Les énigmes sont d'ailleurs d'une qualité et d'une cohérence inconstantes. Particulièrement accessibles sur le papier, elles deviennent de vrais casse-tête en raison d'une jouabilité qui aurait dû être intégralement remaniée. Alternant entre recherche pure d'objets et mini-jeux consistant à assembler des puzzles, la progression dans l'aventure passe parfois par des phases hilarantes malgré elles. Prenons l'exemple de cette femme cloîtrée dans sa maison et qui refuse de vous ouvrir sa porte. Comment faire alors pour contraindre la contrevenante à vous laisser rentrer chez elle ? Rien de plus simple : réparez une catapulte, allez chercher le chef de la garde et convainquez-le de bombarder la maison de la pauvresse.
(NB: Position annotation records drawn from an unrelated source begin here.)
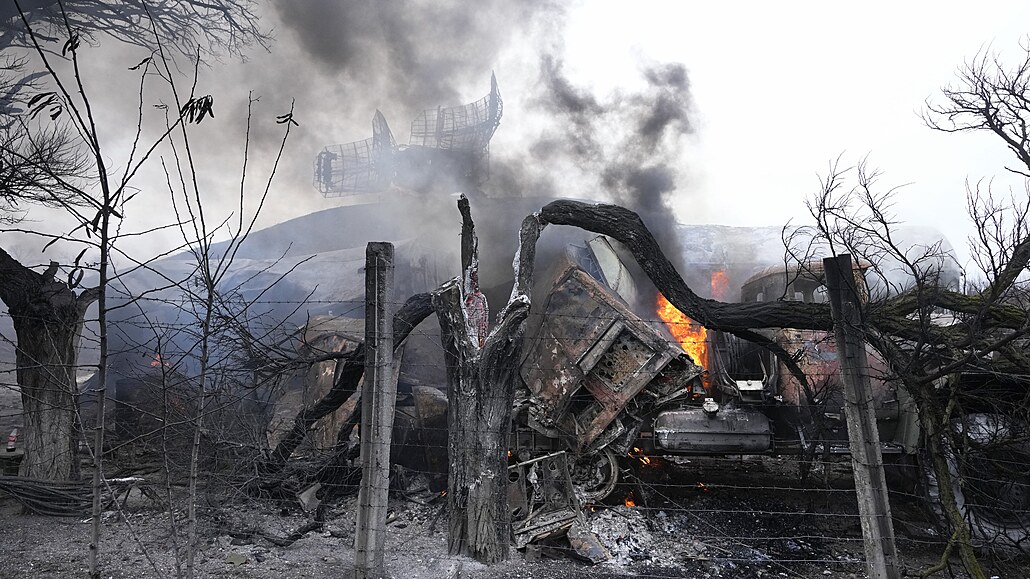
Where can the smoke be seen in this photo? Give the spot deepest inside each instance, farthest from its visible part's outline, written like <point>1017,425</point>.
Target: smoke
<point>404,57</point>
<point>629,141</point>
<point>416,54</point>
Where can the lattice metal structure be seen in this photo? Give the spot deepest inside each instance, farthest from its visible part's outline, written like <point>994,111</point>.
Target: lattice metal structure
<point>356,167</point>
<point>448,149</point>
<point>468,128</point>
Ouvrir la porte d'une maison à coups de rochers catapultés depuis une colline, autant dire que le moyen est aussi efficace que radical. Cette action donne d'ailleurs lieu à une cut-scene dont on ignore encore la pertinence et dont la réalisation et le doublage donnent un aperçu plutôt fidèle de la qualité générale du jeu, qui ne semble jamais vraiment savoir comment donner plus de corps aux enjeux dramatiques et sombres pourtant développés dans son intrigue.
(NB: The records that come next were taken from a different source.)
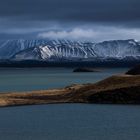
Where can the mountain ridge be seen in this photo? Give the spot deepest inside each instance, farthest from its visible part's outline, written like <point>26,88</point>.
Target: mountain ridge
<point>55,50</point>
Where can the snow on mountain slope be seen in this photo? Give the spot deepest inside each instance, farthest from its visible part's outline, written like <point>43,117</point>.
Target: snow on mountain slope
<point>69,50</point>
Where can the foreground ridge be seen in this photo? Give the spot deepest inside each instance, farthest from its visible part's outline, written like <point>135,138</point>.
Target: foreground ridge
<point>118,89</point>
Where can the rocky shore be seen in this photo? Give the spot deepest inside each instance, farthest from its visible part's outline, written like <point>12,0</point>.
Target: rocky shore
<point>119,89</point>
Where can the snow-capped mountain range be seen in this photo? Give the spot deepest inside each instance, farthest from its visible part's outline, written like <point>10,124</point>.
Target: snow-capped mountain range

Mais si l'on garde à l'esprit que l'histoire du jeu est très sympathique et qu'il faut bien concéder à l'Inquisiteur Livre 2 la qualité de générer chez le joueur l'envie de connaître la suite des événements, il est alors possible de garder la force de poursuivre l'aventure. Auquel cas vous serez sans doute régulièrement coincé dans votre progression, non pas parce que les énigmes sont difficiles, mais simplement parce que les cruelles lacunes de gameplay entravent leur résolution. Ainsi vous pouvez solliciter l'aide de Dieu, symbolisé par un crucifix en bas à gauche de votre écran. Cliquez dessus, et le jeu se chargera d'ordonner à votre personnage d'effectuer la prochaine étape nécessaire à l'avancée dans l'aventure. Ainsi, l'exploitation de l'aide intégrée devient quasiment impulsive et ne répond plus à un désir ponctuel d'être guidé, mais à une volonté d'avancer dans l'aventure sans s'encombrer des lourdeurs de gameplay. Chaque utilisation vous coûtera un point d'astuce, point que vous pouvez récupérer en résolvant l'énigme suivante. Si vous en avez le courage.
Points forts
- Une histoire qui gagne à être découverte
- Atmosphère pesante bien développée
Points faibles
- Graphiquement (très) daté
- Animations hilarantes malgré elles
- Caméra catastrophique
- Déplacements et interactions imprécis
- Inventaire mal fichu
- Enigmes pas franchement inspirées
- Traduction mal finie
- Vendu sur Steam pour près de 15 €
Il faudrait être un saint pour être totalement indulgent à l'égard de L'Inquisiteur Livre 2 : Le Village. Au-delà de sa plastique repoussante, c'est l'intégralité du gameplay qui aurait gagné à être repensé. Imprécision pénible des interactions, énigmes peu intéressantes, objets rendus inaccessibles par des angles de vue affreusement mal pensés, déplacements d'une lourdeur fatigante, manque de finitions jusque dans la traduction... les défauts ne manquent pas au deuxième volet de Nicolas Eymerich. Le constat est rude et même si l'on sent la bonne volonté manifeste d'un studio dont on sait qu'il ne roule par sur l'or, il reste regrettable qu'une jouabilité au rabais empêche de vivre pleinement une histoire qui vaut pourtant la peine d'être découverte et de se plonger dans ambiance mystérieuse et pesante dans laquelle on aurait aimé s'immerger avec délice plutôt qu'avec frustration et agacement.